Why a polyp in the uterus sits on the fertility checklist

Most uterine polyps — also called endometrial polyps — are benign. That sentence should come first, because the word “polyp” frightens people more than the lesion often deserves.

Still, a polyp in the uterus can disrupt bleeding or sit where an embryo needs to implant. These growths come from the lining of the womb. Some are tiny and found by chance. Others cause spotting, heavy periods, or concern before IVF. When the lesion is clearly non-cancerous, reports may say “benign endometrial polyp.” The fertility question is less about the label and more about whether it occupies the cavity.

The diagnosis sounds simple. The next decision is not automatic. Is it causing symptoms? Is fertility a goal? Is removal likely to change the next step?

What is a polyp in the uterus?

It is a localized overgrowth of endometrial tissue — not a fibroid. Uterine endometrial polyps grow from the lining into the cavity; that is what people usually mean when they ask about polyps of the uterus.

Polyps may be broad-based or attached by a thin stalk. They can be millimetres across or large enough to distort the cavity.

Uterine polypsFibroids
OriginEndometrial liningMuscular wall of the uterus
Link to the cavityDirect — often sits where implantation occursOnly some fibroids bulge into the cavity
Usual removalOften hysteroscopic polypectomyDepends on size and location

That difference matters in fertility care because the cavity is the implantation room. A benign endometrial polyp can still be a mechanical problem when it occupies that room.

What can cause them

They are thought to respond to estrogen and other hormones, though a single cause is not always found. They turn up more often with irregular bleeding, perimenopause or menopause, obesity, tamoxifen exposure, or other hormonal imbalance.

Not every patient has a clear risk factor. Younger women seeking pregnancy can have them too.

Symptoms

Bleeding changes are the classic clue. Many polyps are silent.

When symptoms appear, they often include bleeding between periods, heavier menstrual bleeding, spotting after sex, postmenopausal bleeding, or difficulty conceiving in selected patients.

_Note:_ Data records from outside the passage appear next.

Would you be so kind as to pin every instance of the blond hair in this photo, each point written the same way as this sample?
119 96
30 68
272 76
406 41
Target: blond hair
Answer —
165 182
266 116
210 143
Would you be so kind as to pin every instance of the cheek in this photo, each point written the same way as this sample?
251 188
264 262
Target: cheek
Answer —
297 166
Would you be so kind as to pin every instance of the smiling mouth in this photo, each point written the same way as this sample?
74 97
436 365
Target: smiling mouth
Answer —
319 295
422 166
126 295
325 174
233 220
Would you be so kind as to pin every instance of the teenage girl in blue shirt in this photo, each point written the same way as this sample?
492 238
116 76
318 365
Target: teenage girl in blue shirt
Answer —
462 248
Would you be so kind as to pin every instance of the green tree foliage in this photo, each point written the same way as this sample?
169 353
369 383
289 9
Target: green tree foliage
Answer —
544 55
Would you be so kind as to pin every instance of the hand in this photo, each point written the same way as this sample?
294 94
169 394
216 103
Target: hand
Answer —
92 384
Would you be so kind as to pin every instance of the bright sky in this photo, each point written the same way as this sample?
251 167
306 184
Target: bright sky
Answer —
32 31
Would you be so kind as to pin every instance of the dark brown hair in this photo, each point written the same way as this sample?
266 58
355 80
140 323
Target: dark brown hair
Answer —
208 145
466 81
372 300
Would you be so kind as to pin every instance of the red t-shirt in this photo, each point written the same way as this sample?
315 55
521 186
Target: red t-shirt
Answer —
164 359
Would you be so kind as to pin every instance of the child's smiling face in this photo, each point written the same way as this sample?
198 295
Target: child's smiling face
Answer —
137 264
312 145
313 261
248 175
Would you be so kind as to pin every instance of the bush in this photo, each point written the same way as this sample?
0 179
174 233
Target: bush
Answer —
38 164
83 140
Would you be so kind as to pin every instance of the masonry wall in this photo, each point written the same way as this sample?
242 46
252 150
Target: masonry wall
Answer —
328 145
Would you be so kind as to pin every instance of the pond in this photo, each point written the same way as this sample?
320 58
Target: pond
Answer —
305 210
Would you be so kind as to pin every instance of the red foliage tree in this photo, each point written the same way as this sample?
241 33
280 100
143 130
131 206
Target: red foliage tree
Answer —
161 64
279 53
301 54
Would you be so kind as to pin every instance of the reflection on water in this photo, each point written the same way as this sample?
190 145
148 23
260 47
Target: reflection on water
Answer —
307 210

Pain is less typical unless another pelvic problem coexists. The same bleeding pattern can come from fibroids, ovulatory disorders, or lining hyperplasia — which is why imaging, and sometimes hysteroscopy, matters more than guessing from the calendar alone.

Why they matter for fertility

A cavity polyp can interfere with implantation. Not every polyp prevents pregnancy.

Concern is strongest when the polyp is clearly inside the cavity, implantation has already failed, bleeding is abnormal, or IVF / embryo transfer is planned.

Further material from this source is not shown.